Although some international agreements are in place, e.g. the Cartagena Protocol on Biosafety, it is important to realise that GMOs are governed based on national legislation. Every country or territory therefore has to right and ability to decide exactly how they would like to use and regulate GMOs. This has not only led to many differences in the technical legalities between various countries, but also resulted in differences in the general tone and scope of GMO legislation.
Canada, for example, regulates any organisms with “novel“ traits, even if those traits were not introduced using GE techniques (also referred to as a product-based regulatory system), whereas South Africa has a more process-based approach and regulates any organisms that gave been generated using GE techniques. This results in a situation where products that are regulated in Canada may not be regulated in South Africa and vice versa.
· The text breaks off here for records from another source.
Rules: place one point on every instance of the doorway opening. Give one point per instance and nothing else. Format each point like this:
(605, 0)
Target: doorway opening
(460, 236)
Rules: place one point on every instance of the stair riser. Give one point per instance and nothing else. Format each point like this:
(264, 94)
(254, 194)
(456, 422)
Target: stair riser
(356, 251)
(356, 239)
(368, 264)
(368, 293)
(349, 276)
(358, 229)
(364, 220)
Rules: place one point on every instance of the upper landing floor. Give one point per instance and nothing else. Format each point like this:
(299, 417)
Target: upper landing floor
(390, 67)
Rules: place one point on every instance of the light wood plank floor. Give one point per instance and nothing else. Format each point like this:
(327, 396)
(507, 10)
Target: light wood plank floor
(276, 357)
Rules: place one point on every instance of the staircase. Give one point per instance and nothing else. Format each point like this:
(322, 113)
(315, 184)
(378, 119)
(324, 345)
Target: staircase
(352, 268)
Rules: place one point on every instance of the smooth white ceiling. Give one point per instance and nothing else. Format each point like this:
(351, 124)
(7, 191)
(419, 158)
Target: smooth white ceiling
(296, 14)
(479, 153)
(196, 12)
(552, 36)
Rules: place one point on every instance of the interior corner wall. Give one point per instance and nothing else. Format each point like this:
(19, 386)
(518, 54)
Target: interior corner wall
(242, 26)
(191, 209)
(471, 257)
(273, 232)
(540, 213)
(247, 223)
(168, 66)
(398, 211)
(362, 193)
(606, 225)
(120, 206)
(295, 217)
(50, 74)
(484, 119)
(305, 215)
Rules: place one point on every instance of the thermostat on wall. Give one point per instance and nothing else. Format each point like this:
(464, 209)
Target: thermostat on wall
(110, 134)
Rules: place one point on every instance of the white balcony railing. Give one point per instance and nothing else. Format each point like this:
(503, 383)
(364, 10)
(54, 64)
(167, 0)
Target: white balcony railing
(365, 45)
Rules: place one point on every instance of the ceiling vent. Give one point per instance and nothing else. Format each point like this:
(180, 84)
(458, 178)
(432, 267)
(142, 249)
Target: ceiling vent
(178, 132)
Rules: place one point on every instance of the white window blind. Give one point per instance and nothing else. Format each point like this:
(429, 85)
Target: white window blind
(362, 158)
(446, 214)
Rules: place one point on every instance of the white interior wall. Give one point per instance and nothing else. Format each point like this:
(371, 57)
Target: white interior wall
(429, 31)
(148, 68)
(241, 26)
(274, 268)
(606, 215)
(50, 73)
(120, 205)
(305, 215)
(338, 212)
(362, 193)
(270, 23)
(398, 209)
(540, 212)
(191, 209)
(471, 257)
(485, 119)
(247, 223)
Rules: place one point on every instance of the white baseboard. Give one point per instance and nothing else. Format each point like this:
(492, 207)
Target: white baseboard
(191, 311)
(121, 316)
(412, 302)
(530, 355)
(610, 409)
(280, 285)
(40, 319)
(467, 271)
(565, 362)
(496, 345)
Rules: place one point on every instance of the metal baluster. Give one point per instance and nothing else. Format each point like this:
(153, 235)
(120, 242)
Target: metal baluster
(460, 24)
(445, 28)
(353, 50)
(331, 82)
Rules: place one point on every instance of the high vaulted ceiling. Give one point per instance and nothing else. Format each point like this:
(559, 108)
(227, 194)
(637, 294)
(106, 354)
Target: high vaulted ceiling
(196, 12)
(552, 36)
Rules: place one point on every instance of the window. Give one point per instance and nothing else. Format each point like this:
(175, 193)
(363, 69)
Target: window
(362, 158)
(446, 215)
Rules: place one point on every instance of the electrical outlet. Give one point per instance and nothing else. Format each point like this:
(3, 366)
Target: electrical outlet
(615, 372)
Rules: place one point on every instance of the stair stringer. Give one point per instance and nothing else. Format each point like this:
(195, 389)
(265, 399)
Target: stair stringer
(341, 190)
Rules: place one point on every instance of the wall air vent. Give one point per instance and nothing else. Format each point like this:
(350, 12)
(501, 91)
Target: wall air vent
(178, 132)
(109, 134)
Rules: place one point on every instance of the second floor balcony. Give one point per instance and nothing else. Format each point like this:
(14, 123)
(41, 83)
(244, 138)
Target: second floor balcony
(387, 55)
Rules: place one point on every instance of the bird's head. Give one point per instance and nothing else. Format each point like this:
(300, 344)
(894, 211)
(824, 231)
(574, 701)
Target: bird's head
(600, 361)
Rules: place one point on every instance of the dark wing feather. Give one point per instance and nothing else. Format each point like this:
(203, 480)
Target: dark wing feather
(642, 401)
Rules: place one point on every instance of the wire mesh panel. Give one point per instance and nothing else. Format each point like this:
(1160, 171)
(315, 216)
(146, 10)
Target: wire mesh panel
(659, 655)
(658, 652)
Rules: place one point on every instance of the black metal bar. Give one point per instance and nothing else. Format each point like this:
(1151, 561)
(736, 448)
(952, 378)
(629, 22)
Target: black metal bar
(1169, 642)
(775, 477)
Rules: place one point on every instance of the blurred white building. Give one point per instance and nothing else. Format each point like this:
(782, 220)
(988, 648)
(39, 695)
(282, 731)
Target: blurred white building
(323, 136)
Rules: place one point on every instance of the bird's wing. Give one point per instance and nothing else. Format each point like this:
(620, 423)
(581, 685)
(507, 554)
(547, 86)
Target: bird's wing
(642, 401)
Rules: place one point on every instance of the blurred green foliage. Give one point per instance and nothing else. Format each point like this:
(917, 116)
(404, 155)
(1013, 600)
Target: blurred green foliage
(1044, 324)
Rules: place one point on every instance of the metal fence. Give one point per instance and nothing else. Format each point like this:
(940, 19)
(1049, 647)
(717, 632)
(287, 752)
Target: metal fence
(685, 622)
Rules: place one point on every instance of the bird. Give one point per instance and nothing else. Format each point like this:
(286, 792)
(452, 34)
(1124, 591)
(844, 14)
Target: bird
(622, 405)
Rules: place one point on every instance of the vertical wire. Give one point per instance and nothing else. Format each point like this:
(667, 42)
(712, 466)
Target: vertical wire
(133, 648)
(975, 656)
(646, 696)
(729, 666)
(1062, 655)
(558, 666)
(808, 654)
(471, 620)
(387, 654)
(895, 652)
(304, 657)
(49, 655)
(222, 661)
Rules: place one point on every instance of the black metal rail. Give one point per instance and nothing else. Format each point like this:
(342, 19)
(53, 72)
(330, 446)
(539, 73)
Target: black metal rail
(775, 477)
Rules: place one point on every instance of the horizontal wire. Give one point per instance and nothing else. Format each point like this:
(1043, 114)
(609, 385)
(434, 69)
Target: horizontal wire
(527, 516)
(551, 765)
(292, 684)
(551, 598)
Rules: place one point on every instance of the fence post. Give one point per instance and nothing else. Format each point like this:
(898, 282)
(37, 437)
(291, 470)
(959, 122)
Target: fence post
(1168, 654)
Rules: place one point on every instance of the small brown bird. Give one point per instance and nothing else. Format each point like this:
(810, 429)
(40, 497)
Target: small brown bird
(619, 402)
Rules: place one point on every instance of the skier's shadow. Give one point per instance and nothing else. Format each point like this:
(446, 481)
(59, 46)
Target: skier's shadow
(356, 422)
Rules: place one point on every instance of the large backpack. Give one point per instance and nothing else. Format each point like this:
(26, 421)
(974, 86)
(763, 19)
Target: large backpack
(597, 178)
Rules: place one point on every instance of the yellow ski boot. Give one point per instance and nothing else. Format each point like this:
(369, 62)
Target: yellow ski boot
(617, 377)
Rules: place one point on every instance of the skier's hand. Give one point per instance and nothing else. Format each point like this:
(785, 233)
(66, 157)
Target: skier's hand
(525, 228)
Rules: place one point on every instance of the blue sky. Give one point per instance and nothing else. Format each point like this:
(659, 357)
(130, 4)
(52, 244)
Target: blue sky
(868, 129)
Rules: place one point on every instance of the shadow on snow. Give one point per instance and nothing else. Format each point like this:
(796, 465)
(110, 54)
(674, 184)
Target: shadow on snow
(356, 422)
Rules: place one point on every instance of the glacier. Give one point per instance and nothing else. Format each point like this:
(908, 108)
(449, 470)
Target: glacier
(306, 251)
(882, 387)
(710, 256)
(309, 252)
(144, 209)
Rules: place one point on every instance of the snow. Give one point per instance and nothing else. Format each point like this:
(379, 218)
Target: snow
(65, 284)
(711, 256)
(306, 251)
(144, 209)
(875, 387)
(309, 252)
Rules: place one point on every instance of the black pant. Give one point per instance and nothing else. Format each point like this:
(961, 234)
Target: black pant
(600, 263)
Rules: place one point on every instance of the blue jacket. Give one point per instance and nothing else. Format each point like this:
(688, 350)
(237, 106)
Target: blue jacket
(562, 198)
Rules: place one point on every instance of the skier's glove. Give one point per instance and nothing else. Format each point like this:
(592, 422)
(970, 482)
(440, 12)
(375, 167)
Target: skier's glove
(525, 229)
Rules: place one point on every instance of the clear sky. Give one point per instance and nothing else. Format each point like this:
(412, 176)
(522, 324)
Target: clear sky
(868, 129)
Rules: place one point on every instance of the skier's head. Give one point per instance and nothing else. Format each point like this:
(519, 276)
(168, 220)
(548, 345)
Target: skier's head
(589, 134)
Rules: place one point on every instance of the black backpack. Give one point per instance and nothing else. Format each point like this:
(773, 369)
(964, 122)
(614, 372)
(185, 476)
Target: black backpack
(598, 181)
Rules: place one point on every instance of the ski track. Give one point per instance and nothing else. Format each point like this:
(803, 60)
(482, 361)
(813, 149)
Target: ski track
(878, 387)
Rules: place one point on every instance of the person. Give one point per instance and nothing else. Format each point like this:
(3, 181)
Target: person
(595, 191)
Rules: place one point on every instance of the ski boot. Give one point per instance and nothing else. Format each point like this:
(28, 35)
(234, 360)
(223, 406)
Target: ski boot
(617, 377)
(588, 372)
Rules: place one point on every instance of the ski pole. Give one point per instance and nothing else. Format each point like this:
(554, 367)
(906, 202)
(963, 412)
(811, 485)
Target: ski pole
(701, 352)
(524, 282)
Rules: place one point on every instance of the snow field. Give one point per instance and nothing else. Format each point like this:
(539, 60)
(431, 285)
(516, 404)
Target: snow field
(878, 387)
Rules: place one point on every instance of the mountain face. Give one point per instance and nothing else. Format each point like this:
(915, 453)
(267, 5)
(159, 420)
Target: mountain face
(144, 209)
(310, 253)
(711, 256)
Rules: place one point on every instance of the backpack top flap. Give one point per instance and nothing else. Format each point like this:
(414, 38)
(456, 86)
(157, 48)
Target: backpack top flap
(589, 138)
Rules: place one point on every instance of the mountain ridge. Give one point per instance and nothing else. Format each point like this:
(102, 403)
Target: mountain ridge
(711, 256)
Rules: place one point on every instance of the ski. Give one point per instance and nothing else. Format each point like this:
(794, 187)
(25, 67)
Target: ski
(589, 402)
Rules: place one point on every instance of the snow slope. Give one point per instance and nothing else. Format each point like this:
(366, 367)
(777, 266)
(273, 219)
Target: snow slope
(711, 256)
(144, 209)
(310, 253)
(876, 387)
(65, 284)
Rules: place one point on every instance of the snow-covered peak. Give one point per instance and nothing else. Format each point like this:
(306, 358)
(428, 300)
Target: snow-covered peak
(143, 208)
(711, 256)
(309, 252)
Another example of different approaches to GMO regulation is the way in which approval is granted. In South Africa a GMO approved for cultivation receives a conditional “commercial release” permit. Permit conditions may include, for example, risk management and/or reporting requirements. In the United States of America approved products are “deregulated”, which means they are deemed equivalent to the conventional counterpart and are no longer subjected to any regulation.
The “regulatory unit” (the entity that receives approval) of all regulatory systems around the world is the “GM event”- a genetically unique GM individual that is subsequently used in a breading program to propagate the GM trait in its progeny. This means every GM event must be approved by every national regulatory authority where it may be imported or cultivated. Asynchronous approval refers to the situation where one country has already approved a GM line for cultivation, but where the same has not yet been done by the countries to which they may want to export the product.